UNITED STATES DISTRICT COURT FOR THE WESTERN DISTRICT OF VIRGINIA HARRISONBURG DIVISION
Jul 15, 2014
Civil Action No. 5:14cv00033 (W.D. Va. Jul. 15, 2014)

Opinion

Civil Action No. 5:14cv00033

07-15-2014

ADAM NICHOLAS CASEY, Plaintiff, v. MICHAEL FRANCIS URBANSKI, Defendant.


MEMORANDUM OPINION


Hon. Glen E. Conrad

Chief United States District Judge

Adam Nicholas Casey commenced this action by filing a pro se complaint on July 15, 2014. He names as defendant the Honorable Michael F. Urbanski, the United States District Judge who presided over his supervised release revocation proceedings. Casey has not paid the filing fee but will be granted leave to proceed in forma pauperis for the purpose of initial review of his complaint. For the following reasons, the court concludes that the action must be dismissed as frivolous, pursuant to 28 U.S.C. § 1915(e)(2)(B).

Background

On March 9, 2006, Casey pled guilty to conspiracy to distribute cocaine, in violation of 21 U.S.C. §§ 841(a)(1) and 846, and to transporting explosives, in violation of 18 U.S.C. § 842(a)(3)(A). He was sentenced to a term of imprisonment of 48 months, followed by a five-year term of supervised release. Among other provisions, the conditions of supervised release required that Casey not commit any federal, state, or local crimes.

Casey began his term of supervised release on July 31, 2009. On February 7, 2013, Casey's probation officer filed a petition seeking to revoke his supervised release, after Casey was arrested twice for driving while intoxicated in Warren County, Virginia.

On March 20, 2013, Casey appeared before Judge Urbanski for a revocation hearing. During the hearing, Casey admitted violating the conditions of his supervised release. Judge Urbanski sentenced him to a term of imprisonment of six months and an additional two-year term of supervised release. Casey did not appeal the revocation judgment, which was entered on March 25, 2013.

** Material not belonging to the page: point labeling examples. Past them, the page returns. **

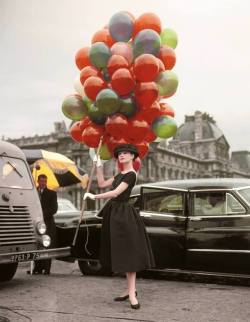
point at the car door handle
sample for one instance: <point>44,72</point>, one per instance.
<point>195,219</point>
<point>146,215</point>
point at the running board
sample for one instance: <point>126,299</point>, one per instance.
<point>199,273</point>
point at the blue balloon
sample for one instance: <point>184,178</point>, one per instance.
<point>147,41</point>
<point>121,26</point>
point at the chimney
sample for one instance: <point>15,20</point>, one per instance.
<point>197,126</point>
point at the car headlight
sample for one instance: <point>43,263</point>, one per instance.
<point>41,227</point>
<point>46,240</point>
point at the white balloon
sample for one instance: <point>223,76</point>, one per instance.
<point>78,86</point>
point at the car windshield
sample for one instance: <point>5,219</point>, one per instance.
<point>245,193</point>
<point>14,173</point>
<point>65,205</point>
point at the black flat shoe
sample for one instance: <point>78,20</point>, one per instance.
<point>123,298</point>
<point>135,306</point>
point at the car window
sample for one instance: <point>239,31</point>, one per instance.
<point>66,205</point>
<point>216,203</point>
<point>162,201</point>
<point>245,193</point>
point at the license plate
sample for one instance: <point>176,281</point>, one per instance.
<point>25,257</point>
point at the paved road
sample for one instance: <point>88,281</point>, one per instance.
<point>66,296</point>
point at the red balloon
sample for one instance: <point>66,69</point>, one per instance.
<point>166,109</point>
<point>123,49</point>
<point>150,137</point>
<point>146,94</point>
<point>142,148</point>
<point>92,134</point>
<point>82,58</point>
<point>122,81</point>
<point>88,71</point>
<point>151,112</point>
<point>84,123</point>
<point>103,36</point>
<point>146,68</point>
<point>116,62</point>
<point>117,125</point>
<point>167,56</point>
<point>147,21</point>
<point>161,65</point>
<point>76,131</point>
<point>93,85</point>
<point>137,129</point>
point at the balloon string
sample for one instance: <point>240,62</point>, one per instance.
<point>84,202</point>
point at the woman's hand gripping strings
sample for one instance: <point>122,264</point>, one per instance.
<point>102,183</point>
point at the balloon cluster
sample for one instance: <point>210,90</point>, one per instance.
<point>125,77</point>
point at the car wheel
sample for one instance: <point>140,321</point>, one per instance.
<point>92,268</point>
<point>7,271</point>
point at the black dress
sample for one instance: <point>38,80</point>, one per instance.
<point>125,246</point>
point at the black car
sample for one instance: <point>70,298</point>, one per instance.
<point>194,225</point>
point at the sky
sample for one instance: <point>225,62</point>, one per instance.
<point>39,40</point>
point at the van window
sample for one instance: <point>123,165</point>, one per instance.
<point>163,201</point>
<point>14,173</point>
<point>216,203</point>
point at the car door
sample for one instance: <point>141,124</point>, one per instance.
<point>218,232</point>
<point>163,212</point>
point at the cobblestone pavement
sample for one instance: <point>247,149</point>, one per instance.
<point>66,296</point>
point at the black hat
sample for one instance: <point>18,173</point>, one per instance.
<point>126,147</point>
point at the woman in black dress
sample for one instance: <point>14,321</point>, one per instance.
<point>125,246</point>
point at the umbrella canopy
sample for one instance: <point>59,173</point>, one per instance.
<point>60,170</point>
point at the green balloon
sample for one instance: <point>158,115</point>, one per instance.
<point>128,106</point>
<point>107,101</point>
<point>96,115</point>
<point>99,54</point>
<point>164,127</point>
<point>74,107</point>
<point>167,83</point>
<point>169,37</point>
<point>87,101</point>
<point>105,154</point>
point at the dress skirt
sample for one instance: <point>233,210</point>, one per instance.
<point>125,246</point>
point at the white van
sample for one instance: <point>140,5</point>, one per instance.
<point>22,229</point>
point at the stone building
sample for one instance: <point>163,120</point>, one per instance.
<point>198,150</point>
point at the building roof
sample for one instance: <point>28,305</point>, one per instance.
<point>186,132</point>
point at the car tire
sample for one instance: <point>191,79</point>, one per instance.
<point>92,268</point>
<point>7,271</point>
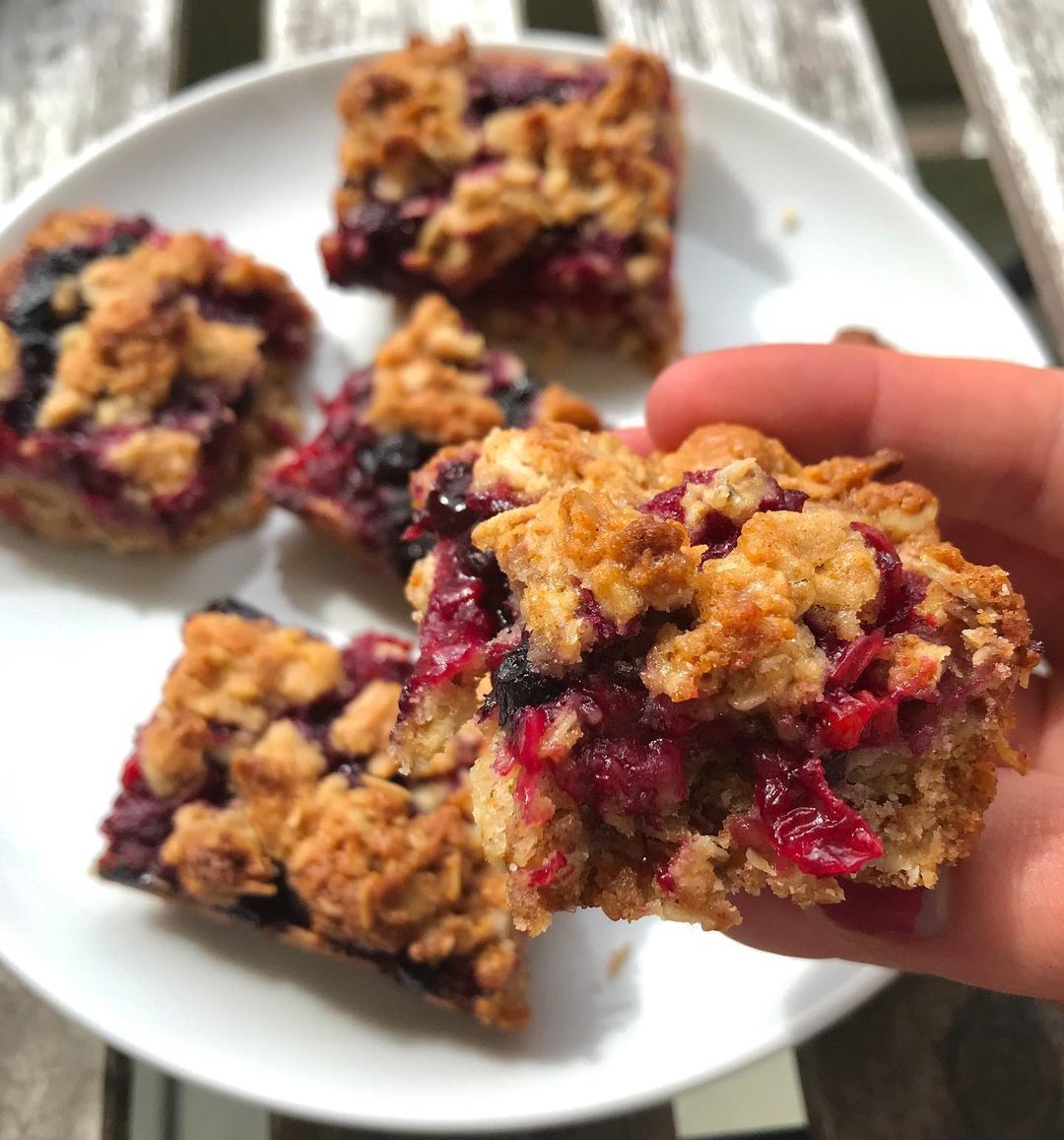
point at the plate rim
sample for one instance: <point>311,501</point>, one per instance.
<point>863,980</point>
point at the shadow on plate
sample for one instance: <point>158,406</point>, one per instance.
<point>145,581</point>
<point>326,583</point>
<point>574,1003</point>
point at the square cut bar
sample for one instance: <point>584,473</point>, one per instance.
<point>261,790</point>
<point>707,673</point>
<point>538,194</point>
<point>434,382</point>
<point>143,382</point>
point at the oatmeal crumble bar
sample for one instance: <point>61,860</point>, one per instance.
<point>262,789</point>
<point>143,382</point>
<point>706,673</point>
<point>540,195</point>
<point>434,382</point>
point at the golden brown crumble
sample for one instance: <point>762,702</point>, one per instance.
<point>407,132</point>
<point>432,378</point>
<point>236,673</point>
<point>135,329</point>
<point>157,461</point>
<point>737,639</point>
<point>406,121</point>
<point>363,727</point>
<point>218,855</point>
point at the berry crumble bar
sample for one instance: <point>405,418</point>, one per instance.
<point>261,789</point>
<point>143,382</point>
<point>706,673</point>
<point>537,194</point>
<point>434,382</point>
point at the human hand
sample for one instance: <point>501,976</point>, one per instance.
<point>989,439</point>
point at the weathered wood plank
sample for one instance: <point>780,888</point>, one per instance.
<point>51,1073</point>
<point>817,56</point>
<point>71,70</point>
<point>651,1124</point>
<point>934,1060</point>
<point>294,28</point>
<point>1010,59</point>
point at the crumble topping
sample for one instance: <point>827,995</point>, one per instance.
<point>430,378</point>
<point>158,461</point>
<point>142,326</point>
<point>483,174</point>
<point>433,382</point>
<point>364,725</point>
<point>233,672</point>
<point>706,673</point>
<point>218,855</point>
<point>290,818</point>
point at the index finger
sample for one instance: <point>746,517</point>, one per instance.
<point>983,435</point>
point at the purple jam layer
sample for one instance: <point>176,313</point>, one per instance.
<point>364,473</point>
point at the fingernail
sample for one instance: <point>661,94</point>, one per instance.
<point>866,908</point>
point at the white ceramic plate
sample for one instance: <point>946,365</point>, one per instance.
<point>87,639</point>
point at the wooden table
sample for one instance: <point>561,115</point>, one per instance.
<point>926,1058</point>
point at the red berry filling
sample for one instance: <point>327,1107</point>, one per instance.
<point>716,531</point>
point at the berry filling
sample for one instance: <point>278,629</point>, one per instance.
<point>363,474</point>
<point>140,822</point>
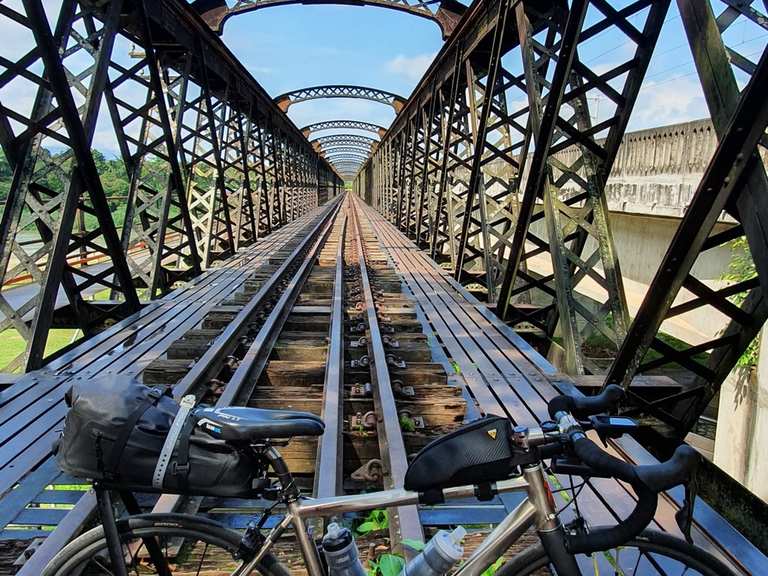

Casey filed the instant action on July 15, 2014. Although much of what Casey alleges is difficult to decipher, he appears to challenge the validity of the revocation judgment on the basis that Judge Urbanski improperly exercised maritime jurisdiction over him. See Compl. ¶ 48 ("To mutate one from a U.S. of America Citizen to a Admiralty Civilian is unlawful to subject one to a jurisdiction that does not apply and otherwise violates the 13th Amendment."); Id. at ¶ 54 ("[N]o contract/compact/agreement exists that is valid via and in accordance with the Statute of Frauds to extend a case, past or present, under the jurisdiction of civil or criminal maritime matters via any scope provided by . . . the Constitution."). Casey further alleges that Judge Urbanski lacked "territorial jurisdiction" over him, since "the Town of Front Royal or Warren County, Virginia . . . is not ceded and/or owned by the United States of America Government, or any variation thereof." Id. at ¶ 51.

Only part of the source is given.